Help choosing cuda adapter for research


I am going to start a study (master degree research) involving distributed parallel graph algorithms using cuda GPUs. Running in Linux, probably on Apache spark.

To start my studies I must use at least 2 computers with cuda GPUs. To finish my work I will have to use an proper environment, like Amazon AWS or Grid5000, with at least 8 nodes.

But now I just need a test environment.

I would appreciate any help.

  • Which cuda adapters should I choose? Must be linux compatible!

  • May I use graphic cards instead of tesla/HPC GPUs?

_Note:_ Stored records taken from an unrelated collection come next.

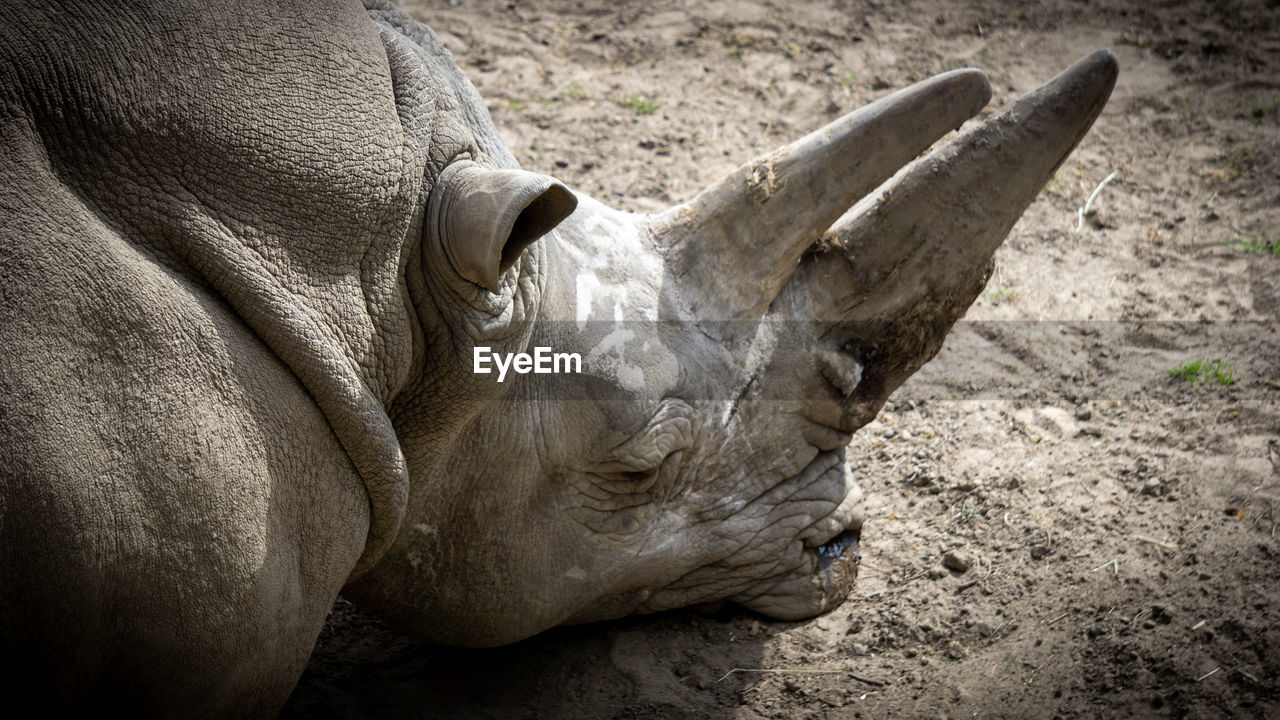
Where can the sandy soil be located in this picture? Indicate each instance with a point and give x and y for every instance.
(1118, 523)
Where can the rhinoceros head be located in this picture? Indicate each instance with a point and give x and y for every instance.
(728, 347)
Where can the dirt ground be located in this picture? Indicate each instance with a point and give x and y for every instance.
(1118, 523)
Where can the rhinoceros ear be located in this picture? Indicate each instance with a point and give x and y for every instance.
(485, 218)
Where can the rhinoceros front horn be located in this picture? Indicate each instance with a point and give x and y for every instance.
(753, 224)
(929, 233)
(485, 217)
(901, 267)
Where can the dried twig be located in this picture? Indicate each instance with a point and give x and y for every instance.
(1207, 674)
(1153, 541)
(1059, 618)
(801, 671)
(1114, 563)
(1084, 209)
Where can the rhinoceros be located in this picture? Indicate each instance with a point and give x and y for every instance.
(254, 256)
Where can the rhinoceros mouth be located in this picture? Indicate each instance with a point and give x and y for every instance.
(841, 548)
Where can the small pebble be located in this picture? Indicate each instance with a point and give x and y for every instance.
(955, 561)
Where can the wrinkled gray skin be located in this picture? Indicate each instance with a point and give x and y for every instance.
(247, 251)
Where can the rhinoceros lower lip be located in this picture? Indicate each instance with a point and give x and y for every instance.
(842, 547)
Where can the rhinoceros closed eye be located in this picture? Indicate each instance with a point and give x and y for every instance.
(621, 491)
(484, 218)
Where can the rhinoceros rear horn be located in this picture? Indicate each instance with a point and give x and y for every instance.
(754, 223)
(933, 228)
(485, 217)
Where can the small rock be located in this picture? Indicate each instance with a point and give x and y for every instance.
(955, 561)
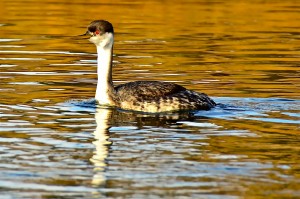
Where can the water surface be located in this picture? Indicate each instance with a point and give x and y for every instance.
(245, 55)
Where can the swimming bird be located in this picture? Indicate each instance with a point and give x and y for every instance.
(145, 96)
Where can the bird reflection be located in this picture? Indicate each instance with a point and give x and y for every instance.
(105, 118)
(101, 143)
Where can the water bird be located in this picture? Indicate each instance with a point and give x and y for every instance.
(145, 96)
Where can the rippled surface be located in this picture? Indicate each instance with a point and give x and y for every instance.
(245, 55)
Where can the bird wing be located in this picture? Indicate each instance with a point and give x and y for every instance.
(147, 90)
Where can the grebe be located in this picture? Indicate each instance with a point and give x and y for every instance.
(145, 96)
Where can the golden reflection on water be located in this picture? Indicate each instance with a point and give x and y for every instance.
(223, 48)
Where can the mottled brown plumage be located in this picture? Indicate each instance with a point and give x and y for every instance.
(146, 96)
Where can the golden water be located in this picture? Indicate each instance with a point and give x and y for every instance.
(244, 54)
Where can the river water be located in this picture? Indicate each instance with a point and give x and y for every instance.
(245, 55)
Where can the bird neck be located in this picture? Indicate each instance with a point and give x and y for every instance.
(105, 87)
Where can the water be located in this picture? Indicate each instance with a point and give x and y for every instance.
(245, 55)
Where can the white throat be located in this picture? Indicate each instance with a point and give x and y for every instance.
(104, 85)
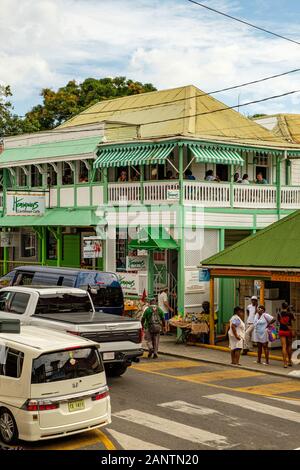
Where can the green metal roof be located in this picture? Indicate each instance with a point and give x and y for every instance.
(153, 238)
(55, 218)
(216, 155)
(277, 246)
(48, 151)
(133, 155)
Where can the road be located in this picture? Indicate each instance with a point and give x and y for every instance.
(188, 405)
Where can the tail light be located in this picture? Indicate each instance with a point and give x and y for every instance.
(100, 395)
(141, 334)
(40, 405)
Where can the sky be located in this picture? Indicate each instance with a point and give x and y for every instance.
(168, 43)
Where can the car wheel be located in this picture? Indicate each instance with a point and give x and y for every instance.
(116, 370)
(8, 427)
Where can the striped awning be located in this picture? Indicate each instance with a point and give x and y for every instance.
(216, 155)
(133, 155)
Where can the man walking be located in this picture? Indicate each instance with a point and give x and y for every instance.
(152, 320)
(251, 312)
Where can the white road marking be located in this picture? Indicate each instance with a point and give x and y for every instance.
(131, 443)
(256, 406)
(182, 431)
(189, 408)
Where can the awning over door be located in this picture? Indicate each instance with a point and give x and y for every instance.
(55, 218)
(153, 238)
(133, 155)
(216, 155)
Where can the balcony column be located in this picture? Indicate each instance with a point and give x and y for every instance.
(181, 242)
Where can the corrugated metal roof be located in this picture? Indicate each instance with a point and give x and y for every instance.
(177, 112)
(277, 246)
(51, 150)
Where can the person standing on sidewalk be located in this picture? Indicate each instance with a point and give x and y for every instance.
(251, 312)
(152, 320)
(285, 319)
(163, 304)
(236, 335)
(262, 321)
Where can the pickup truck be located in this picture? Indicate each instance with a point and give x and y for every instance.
(72, 310)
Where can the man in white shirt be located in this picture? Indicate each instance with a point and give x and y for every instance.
(251, 312)
(163, 304)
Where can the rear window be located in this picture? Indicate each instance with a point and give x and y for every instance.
(63, 303)
(66, 365)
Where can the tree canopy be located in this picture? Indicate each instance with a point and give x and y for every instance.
(69, 100)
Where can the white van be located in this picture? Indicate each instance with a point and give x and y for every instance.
(51, 385)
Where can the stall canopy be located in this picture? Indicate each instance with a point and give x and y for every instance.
(133, 155)
(216, 155)
(153, 238)
(275, 247)
(55, 218)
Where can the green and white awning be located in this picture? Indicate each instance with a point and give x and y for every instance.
(133, 155)
(216, 155)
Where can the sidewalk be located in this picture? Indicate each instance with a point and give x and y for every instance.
(220, 357)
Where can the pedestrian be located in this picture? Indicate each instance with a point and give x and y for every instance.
(285, 319)
(236, 335)
(251, 312)
(152, 320)
(262, 321)
(163, 304)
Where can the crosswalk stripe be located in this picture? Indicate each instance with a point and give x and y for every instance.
(220, 375)
(256, 406)
(276, 388)
(156, 366)
(132, 443)
(182, 431)
(188, 408)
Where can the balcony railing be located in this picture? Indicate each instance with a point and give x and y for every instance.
(207, 194)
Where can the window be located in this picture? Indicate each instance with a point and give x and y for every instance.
(28, 245)
(19, 303)
(51, 246)
(36, 177)
(67, 174)
(121, 248)
(11, 362)
(66, 365)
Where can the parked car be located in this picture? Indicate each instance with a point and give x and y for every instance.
(104, 287)
(71, 310)
(50, 385)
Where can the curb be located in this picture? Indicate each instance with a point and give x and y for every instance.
(209, 361)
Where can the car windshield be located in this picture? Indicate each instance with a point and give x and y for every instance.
(65, 365)
(63, 303)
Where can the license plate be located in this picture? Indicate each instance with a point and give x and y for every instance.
(108, 356)
(76, 405)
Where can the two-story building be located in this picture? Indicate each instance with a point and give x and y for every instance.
(154, 176)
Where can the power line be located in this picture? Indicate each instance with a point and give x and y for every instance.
(244, 22)
(62, 132)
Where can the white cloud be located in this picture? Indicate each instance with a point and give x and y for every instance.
(167, 42)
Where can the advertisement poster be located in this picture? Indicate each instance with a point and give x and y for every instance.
(21, 203)
(92, 248)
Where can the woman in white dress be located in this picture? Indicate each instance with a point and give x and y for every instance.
(236, 335)
(262, 321)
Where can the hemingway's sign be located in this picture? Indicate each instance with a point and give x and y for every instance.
(18, 203)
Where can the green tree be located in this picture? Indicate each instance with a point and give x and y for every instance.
(59, 106)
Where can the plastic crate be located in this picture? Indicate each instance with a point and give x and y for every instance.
(10, 326)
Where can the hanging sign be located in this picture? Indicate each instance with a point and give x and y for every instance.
(129, 283)
(92, 248)
(136, 263)
(21, 203)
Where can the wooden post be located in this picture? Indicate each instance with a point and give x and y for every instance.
(262, 293)
(212, 311)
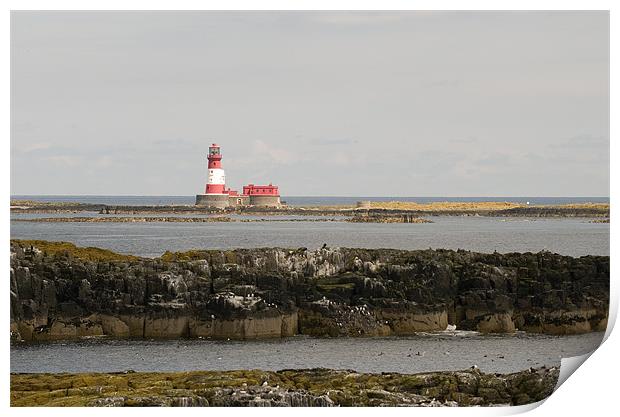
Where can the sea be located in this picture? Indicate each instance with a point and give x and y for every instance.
(140, 200)
(418, 353)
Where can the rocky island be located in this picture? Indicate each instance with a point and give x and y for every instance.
(376, 209)
(297, 388)
(60, 291)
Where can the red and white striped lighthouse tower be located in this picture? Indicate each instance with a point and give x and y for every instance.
(216, 179)
(216, 195)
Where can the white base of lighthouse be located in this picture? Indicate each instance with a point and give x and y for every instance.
(219, 201)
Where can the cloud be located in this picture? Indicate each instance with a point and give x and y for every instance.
(274, 153)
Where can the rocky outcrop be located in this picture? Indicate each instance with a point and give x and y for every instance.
(288, 388)
(403, 218)
(60, 291)
(396, 210)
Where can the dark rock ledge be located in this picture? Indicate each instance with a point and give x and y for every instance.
(60, 291)
(297, 388)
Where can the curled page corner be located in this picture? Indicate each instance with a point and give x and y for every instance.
(569, 365)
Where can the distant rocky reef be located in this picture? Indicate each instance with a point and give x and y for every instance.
(403, 218)
(287, 388)
(61, 291)
(378, 209)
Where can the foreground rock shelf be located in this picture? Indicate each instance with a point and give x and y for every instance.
(59, 291)
(303, 388)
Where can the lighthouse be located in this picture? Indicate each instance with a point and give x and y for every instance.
(215, 195)
(218, 196)
(216, 179)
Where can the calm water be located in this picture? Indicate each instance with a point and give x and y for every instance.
(575, 237)
(438, 351)
(297, 201)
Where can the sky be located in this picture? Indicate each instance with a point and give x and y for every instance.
(318, 103)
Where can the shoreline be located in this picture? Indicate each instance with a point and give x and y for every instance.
(498, 209)
(302, 387)
(60, 291)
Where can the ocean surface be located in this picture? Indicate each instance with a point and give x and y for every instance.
(298, 201)
(567, 236)
(420, 353)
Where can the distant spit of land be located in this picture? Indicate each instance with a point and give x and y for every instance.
(380, 209)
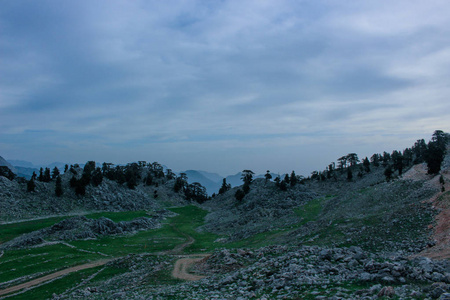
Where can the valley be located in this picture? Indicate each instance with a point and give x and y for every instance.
(328, 236)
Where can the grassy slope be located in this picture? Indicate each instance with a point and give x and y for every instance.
(38, 261)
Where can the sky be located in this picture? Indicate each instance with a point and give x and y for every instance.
(221, 86)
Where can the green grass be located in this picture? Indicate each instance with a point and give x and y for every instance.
(36, 262)
(13, 230)
(119, 216)
(311, 210)
(42, 260)
(57, 286)
(188, 219)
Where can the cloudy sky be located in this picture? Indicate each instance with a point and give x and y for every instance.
(221, 85)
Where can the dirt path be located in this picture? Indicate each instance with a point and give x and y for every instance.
(52, 276)
(182, 266)
(440, 201)
(180, 270)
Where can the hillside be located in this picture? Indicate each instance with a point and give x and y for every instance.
(329, 236)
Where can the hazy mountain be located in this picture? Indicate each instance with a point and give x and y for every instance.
(21, 163)
(199, 176)
(4, 162)
(212, 176)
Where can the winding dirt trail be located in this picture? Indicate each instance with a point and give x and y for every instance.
(180, 270)
(182, 266)
(441, 202)
(51, 276)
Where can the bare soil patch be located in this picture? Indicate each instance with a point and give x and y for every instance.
(48, 277)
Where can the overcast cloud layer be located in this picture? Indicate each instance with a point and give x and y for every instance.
(221, 85)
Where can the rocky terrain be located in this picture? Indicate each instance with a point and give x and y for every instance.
(80, 227)
(363, 237)
(281, 272)
(16, 203)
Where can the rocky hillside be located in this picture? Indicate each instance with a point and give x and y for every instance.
(17, 203)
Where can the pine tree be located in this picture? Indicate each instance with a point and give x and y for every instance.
(55, 172)
(293, 179)
(47, 176)
(366, 165)
(388, 172)
(225, 187)
(31, 185)
(58, 187)
(349, 174)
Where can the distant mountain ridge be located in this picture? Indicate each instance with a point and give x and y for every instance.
(4, 162)
(213, 181)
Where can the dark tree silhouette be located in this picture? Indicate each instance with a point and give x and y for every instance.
(349, 174)
(58, 187)
(239, 195)
(97, 177)
(47, 176)
(268, 176)
(388, 172)
(31, 185)
(366, 165)
(435, 154)
(55, 172)
(225, 186)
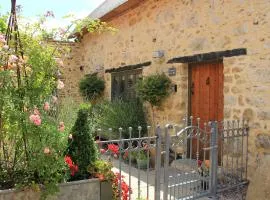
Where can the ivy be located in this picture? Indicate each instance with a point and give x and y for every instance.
(154, 88)
(91, 87)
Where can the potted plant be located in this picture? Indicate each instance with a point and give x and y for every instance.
(204, 170)
(109, 181)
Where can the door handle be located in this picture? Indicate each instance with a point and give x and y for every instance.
(192, 88)
(208, 81)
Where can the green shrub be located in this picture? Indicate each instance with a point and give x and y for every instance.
(154, 89)
(82, 148)
(118, 114)
(91, 87)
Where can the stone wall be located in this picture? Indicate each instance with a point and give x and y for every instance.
(188, 27)
(72, 71)
(78, 190)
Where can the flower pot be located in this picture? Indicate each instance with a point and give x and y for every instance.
(76, 190)
(106, 190)
(142, 164)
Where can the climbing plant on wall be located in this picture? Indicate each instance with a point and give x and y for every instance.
(153, 89)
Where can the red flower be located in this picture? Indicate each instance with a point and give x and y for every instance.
(113, 148)
(100, 177)
(72, 167)
(124, 186)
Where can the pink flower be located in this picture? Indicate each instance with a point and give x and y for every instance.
(5, 47)
(35, 119)
(60, 85)
(59, 62)
(61, 127)
(54, 99)
(46, 106)
(2, 38)
(102, 151)
(36, 111)
(47, 150)
(13, 58)
(62, 31)
(49, 14)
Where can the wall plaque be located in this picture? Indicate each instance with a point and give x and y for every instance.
(172, 71)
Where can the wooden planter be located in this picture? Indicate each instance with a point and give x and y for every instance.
(91, 189)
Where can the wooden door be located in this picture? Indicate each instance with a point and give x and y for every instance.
(206, 95)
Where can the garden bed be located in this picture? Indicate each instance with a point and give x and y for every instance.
(78, 190)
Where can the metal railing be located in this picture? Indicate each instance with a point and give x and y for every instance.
(191, 162)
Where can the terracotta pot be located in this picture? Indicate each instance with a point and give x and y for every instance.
(106, 190)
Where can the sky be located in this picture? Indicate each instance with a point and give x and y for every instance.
(60, 8)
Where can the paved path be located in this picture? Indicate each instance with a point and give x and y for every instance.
(145, 187)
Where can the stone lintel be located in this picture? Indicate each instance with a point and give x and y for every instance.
(128, 67)
(212, 56)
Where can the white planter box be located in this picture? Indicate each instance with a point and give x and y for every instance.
(77, 190)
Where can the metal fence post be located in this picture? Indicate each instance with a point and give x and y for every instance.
(158, 163)
(166, 162)
(213, 159)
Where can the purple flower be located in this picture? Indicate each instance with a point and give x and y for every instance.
(13, 58)
(2, 38)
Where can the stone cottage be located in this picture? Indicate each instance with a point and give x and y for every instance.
(216, 52)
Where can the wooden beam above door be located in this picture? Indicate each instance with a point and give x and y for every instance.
(206, 57)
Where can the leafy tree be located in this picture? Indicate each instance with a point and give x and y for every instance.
(82, 148)
(119, 113)
(92, 87)
(153, 89)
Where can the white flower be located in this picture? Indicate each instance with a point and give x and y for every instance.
(60, 85)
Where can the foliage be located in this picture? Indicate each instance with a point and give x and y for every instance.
(3, 25)
(91, 87)
(82, 148)
(33, 136)
(31, 141)
(141, 155)
(204, 168)
(67, 111)
(118, 114)
(154, 88)
(103, 170)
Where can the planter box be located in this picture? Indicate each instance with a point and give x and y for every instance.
(77, 190)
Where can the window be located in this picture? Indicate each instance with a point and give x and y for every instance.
(123, 84)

What are the Pros and cons?

  • What is the minimun Compute Capability? 2.0?

The teslas I can afford are (used ones):

Tesla C2075, C2070, Tesla M2090, they are 2.0 if am not wrong.

But how about marwell Gtx 1060 6gb Cuda Core 1280, more cores, 6gb, 6.1. Less expensive. Looks to me a better option, isnt it?

I won’t use for games. I will use in general desktops, i7, 8 to 16gb ram.

Thanks a lot guys, I really appreciate your help.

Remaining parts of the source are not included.